En 92-93, j’ai 13 ans, je vis à Montreuil, je prend la ligne 6 pour me rendre en cours, je participe à la Gay pride avec les Bass, c’est un médecin qui me fera découvrir Act Up, Jessy a 14 ans, il est mon meilleur ami, il est hétéro et séropo.
C’est grâce à lui que j’ai tout de suite appris que contrairement au discours des médias, du gouvernement, des lobbys, le sida se transmet aussi quand on a des rapports hétérosexuels et même lors d’un premier rapport malgré la fidélité et l’amour.
Par conséquent, avant de le visionner je me demande si c’était trop tôt ou trop tard pour revenir sur cette époque charnière.
Après la projection, je constate qu’il me manque les fameux 4 bpms.
A présent, je vais donc tâcher de vous en expliquer les raisons.
Pour commencer, je dirai que c’est un Film à débat et moins à critique.
Pour certains il est typiquement Français car bavard, selon moi non, car il y’a 20 ans la parole n’était pas libre, elle évoluait à tâtonnement tout comme la médecine.
Concernant la force de l’écriture et du sujet :
Oui le séisme épidémique est passé, mais quitte à redonner de la voix à ce sujet autant y aller franco. J’aurai aimé que ce film soit une sorte de facture à cette effroyable et révoltante addition.
Montrer et désigner plus concrètement les aberrations, les coupables, le climat général, ce système qui a choisi le parti pris de laisser le temps au temps, qui a tout fait pour complexifier cette lutte, mais également porter la lumière sur les origines de la création de ce virus, le pourquoi du comment tout simplement. Cette question qui nous taraude depuis son apparition, ce qui nous a divisés, apeurés, endeuillés.
Par conséquent, ce n’est donc pas un film dossier, mais un film choral, vibrant, nostalgique pour la génération Y et qui provoque l’éveil pour la génération Z.
- Concernant l’écriture et l’angle d’attaque :
Je ne peux que saluer ce débat :
Quelle est la meilleure façon de milité ?
Comment donner la parole à une communauté ?
Où se trouve la justesse ? La sagesse ?
Cet éternel combat entre l’agression et la diplomatie est pour moi très bien amené.
Dans la Première partie
- La mise en scène donne vie aux débats politiques et activistes
- De nombreux Gros Plans
- Caméra embarquée et omniprésence de la Lumière naturelle
- un jeu d’acteur réaliste
- des dialogues vifs et intelligents.
On est en présence d’un Documentaire, c’est donc la partie où j’étais à fond dans le film.
- En ce qui concerne la Deuxième partie :
On se concentre désormais sur l’histoire d’amour et sur le fait de vivre avec la maladie.

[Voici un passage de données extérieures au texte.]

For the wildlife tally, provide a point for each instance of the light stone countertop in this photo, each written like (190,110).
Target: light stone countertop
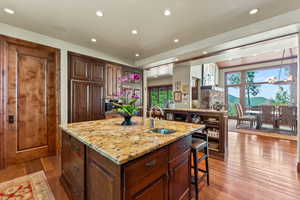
(122,144)
(196,110)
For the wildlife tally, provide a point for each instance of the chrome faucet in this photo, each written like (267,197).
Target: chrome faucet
(154,108)
(152,119)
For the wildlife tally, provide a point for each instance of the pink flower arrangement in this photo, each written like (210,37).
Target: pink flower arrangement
(133,77)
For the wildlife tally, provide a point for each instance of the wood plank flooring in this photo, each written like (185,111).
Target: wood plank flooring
(257,168)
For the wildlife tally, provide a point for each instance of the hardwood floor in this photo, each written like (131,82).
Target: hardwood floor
(51,167)
(257,168)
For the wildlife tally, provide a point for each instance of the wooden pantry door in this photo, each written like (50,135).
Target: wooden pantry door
(31,110)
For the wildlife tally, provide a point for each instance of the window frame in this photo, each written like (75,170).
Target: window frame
(158,89)
(243,82)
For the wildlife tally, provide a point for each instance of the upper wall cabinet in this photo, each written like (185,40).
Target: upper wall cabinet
(86,88)
(79,68)
(113,80)
(97,72)
(86,69)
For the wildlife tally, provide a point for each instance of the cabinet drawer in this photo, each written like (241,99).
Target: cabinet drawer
(180,147)
(147,169)
(77,147)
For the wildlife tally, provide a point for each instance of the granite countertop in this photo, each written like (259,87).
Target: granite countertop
(196,110)
(121,144)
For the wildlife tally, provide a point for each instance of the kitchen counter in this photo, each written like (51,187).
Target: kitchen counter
(122,144)
(104,160)
(196,110)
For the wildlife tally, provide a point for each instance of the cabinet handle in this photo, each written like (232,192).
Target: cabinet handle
(76,168)
(76,147)
(151,163)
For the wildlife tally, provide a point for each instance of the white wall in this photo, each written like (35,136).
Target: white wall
(255,66)
(166,80)
(64,48)
(298,102)
(182,72)
(196,71)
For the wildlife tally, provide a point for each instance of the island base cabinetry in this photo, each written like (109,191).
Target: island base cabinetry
(161,175)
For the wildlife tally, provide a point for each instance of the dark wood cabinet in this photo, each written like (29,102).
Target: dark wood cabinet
(147,177)
(78,68)
(97,71)
(87,101)
(179,184)
(161,175)
(103,178)
(113,82)
(156,190)
(79,101)
(86,88)
(73,166)
(96,101)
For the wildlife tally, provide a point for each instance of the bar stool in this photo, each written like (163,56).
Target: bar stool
(199,144)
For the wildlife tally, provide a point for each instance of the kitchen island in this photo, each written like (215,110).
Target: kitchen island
(216,123)
(106,161)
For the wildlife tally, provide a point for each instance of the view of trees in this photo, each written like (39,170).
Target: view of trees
(256,90)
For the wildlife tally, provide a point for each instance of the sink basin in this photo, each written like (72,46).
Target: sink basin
(163,130)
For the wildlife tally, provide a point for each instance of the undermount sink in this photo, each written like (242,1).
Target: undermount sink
(163,131)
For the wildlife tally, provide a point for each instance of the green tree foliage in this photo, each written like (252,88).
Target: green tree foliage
(234,78)
(282,97)
(251,89)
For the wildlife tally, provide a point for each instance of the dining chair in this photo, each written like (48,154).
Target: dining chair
(268,115)
(241,117)
(288,116)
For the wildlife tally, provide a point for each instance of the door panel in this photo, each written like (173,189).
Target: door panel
(97,72)
(80,101)
(156,190)
(96,101)
(31,103)
(79,68)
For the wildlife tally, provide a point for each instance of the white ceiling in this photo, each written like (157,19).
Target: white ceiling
(276,45)
(191,20)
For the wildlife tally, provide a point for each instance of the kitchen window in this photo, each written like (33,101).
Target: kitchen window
(161,96)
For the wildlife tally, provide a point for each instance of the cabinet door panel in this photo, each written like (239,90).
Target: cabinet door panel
(79,68)
(113,83)
(96,102)
(97,72)
(73,166)
(80,101)
(156,190)
(179,183)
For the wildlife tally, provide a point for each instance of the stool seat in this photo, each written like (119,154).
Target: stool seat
(198,144)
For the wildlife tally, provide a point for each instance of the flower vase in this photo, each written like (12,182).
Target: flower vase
(127,121)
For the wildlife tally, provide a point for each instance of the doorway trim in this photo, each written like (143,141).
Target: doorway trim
(3,89)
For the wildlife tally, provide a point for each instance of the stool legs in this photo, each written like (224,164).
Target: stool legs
(206,166)
(196,170)
(195,158)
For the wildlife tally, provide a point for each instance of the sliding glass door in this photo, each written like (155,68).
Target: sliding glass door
(265,86)
(161,96)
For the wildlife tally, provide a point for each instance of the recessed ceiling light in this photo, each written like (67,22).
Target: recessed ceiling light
(253,11)
(167,12)
(9,11)
(134,32)
(99,13)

Toutefois, c’est le chapitre, où je me suis le moins impliqué émotionnellement, je trouve que l’histoire d’amour est trop découpée, qu’elle manque d’intensité, de projection.
Si je devais conseiller des films qui à mes yeux traitent émotionnellement
à la perfection le sida, ce serait (Philadelphia sorti en 1993 réalisé par Jonathan Demme avec Tom Hanks, Denzel Washington ou Kids sorti en 1995 qui est le premier Film de Larry Clark.
Pour ces deux films, leurs forces sont leur contextualisation, bien sur et surtout parce qu’ils filment ce fléau de l’intérieur.
Pour le coup, avec ces deux films, on voit concrètement que les gens commencent à comprendre ce qu’est cette maladie, ce qui est très bien expliqué dans ces films ! On voit l’ignorance, les amalgames et la peur que diffuse cette entité.
C’est une descente aux enfers de A à Z, comme nous le vivions à l’époque qui décime tout sur son passage.
Malgré tout, le film de Robin Campillo m’a ému jusqu’aux larmes, grâce à trois plans.
Il s’agit des envolés oniriques, dans un plan mirifique, des micro particules de poussières, évoluent tout autour de nous avec douceur et magnificence,
telle une voix lactée, pour peu à peu se révéler dans un autre plan tout aussi somptueux être le virus du sida.
De plus, il y a un plan où lors d’une étreinte sexuelle, Robin Campillo parvient un tour de force en créant une mise en scène maitrisée il intègre un flashback dans l’instant présent qui suit la transmission du virus mais cette fois-ci à échelle humaine.
Au vu de toutes ces considérations, aussi de par mon rapport avec le sida mais surtout en tant que citoyenne du monde, je suis frustrée mais je reconnais aisément que c’est un film important.
J’aurai grandement apprécié un véritable film documentaire et non deux formats en un.
Donc pour moi, c’est un parti pris audacieux et dans l’ensemble bien mené, mais qui ne me permet pas de faire le deuil sur les causes et les conséquences de ce virus.